A comparison of survival in patients with hepatocellular carcinoma and portal vein invasion treated by radioembolization or sorafenib

Liver Int. 2016 Aug;36(8):1206-12. doi: 10.1111/liv.13098. Epub 2016 Mar 23.

Abstract

Background & aims: Sorafenib (SOR) is the standard of care for patients with hepatocellular carcinoma (HCC) and portal vein invasion (PVI), based on the results of phase 3 trials. However, radioembolization (RE) using yttrium-90 microspheres has been shown to achieve higher response rates and better survival in large cohorts and phase 2 trials. This study aimed to compare survival of HCC patients with PVI treated by RE or SOR.

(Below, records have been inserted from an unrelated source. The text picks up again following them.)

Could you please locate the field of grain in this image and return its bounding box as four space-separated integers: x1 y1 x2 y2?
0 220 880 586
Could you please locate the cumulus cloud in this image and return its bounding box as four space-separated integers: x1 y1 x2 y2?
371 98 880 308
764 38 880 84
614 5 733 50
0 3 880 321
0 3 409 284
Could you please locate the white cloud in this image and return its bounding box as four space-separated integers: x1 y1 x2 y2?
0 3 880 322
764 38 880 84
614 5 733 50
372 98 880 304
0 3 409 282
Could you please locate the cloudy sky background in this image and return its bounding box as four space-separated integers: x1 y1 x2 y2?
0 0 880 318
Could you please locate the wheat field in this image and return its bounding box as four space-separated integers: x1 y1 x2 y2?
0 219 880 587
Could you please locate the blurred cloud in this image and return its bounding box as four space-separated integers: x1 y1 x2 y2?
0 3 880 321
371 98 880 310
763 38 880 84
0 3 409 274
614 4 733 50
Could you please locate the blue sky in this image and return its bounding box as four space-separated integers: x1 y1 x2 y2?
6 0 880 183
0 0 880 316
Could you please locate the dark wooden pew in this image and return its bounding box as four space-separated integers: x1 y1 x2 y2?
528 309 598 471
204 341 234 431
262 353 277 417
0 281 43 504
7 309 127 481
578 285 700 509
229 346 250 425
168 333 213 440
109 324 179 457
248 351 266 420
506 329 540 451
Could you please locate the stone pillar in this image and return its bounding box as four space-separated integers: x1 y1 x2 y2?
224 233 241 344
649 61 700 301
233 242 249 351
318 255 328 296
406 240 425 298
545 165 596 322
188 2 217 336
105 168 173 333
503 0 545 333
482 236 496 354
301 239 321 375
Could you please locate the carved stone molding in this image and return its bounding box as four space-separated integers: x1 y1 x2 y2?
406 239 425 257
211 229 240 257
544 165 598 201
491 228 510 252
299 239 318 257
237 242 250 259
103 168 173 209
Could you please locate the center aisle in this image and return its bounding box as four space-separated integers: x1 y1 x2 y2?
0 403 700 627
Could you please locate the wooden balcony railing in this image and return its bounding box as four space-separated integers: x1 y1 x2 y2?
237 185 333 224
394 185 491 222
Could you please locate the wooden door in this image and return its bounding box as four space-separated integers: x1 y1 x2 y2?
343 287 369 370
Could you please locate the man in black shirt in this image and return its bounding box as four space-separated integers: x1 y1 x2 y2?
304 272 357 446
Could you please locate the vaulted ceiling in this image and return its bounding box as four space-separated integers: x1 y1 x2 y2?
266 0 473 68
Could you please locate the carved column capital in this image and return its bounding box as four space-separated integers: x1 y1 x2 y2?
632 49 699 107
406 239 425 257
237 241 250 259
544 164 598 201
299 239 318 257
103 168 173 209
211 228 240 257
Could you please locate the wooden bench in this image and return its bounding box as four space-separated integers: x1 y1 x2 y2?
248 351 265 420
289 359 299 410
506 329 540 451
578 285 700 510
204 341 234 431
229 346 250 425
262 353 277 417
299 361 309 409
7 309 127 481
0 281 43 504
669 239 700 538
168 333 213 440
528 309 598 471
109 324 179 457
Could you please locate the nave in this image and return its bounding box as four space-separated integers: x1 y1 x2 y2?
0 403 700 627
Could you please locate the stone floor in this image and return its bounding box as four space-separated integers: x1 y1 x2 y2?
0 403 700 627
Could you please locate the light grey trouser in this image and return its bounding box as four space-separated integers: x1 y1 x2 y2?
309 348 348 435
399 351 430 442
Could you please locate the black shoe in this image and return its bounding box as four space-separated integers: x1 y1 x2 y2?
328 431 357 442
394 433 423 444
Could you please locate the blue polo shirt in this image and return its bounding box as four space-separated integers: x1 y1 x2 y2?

Methods: Survival among patients with HCC and PVI treated with RE or SOR in four Spanish hospitals between 2005 and 2013 was analysed retrospectively. Kaplan-Meier survival curves were plotted and baseline variables tested for prognostic value using the log-rank test. A multivariate prognostic model including variables identified in the univariate analysis and adjusted by a propensity score based on factors that may determine the probability of exposure to RE was generated using Cox regression analyses.

Results: After a median follow-up of 6 months, 60 deaths had occurred: 38 and 22 in SOR and RE groups respectively. Median survival was 6.7 months (95%CI 5.2-8.1 months) for the entire cohort, and 8.8 months (95%CI 1.8-15.8) in the RE group and 5.4 months (95%CI 2.7-8.1) in the SOR group (P = 0.047). The difference in survival was still statistically significant when 13 patients in the RE group who started SOR after a median time of 8 months were censored from the analysis.

Conclusions: In a cohort of patients with HCC and PVI treatment with RE was associated with a more prolonged survival compared with SOR.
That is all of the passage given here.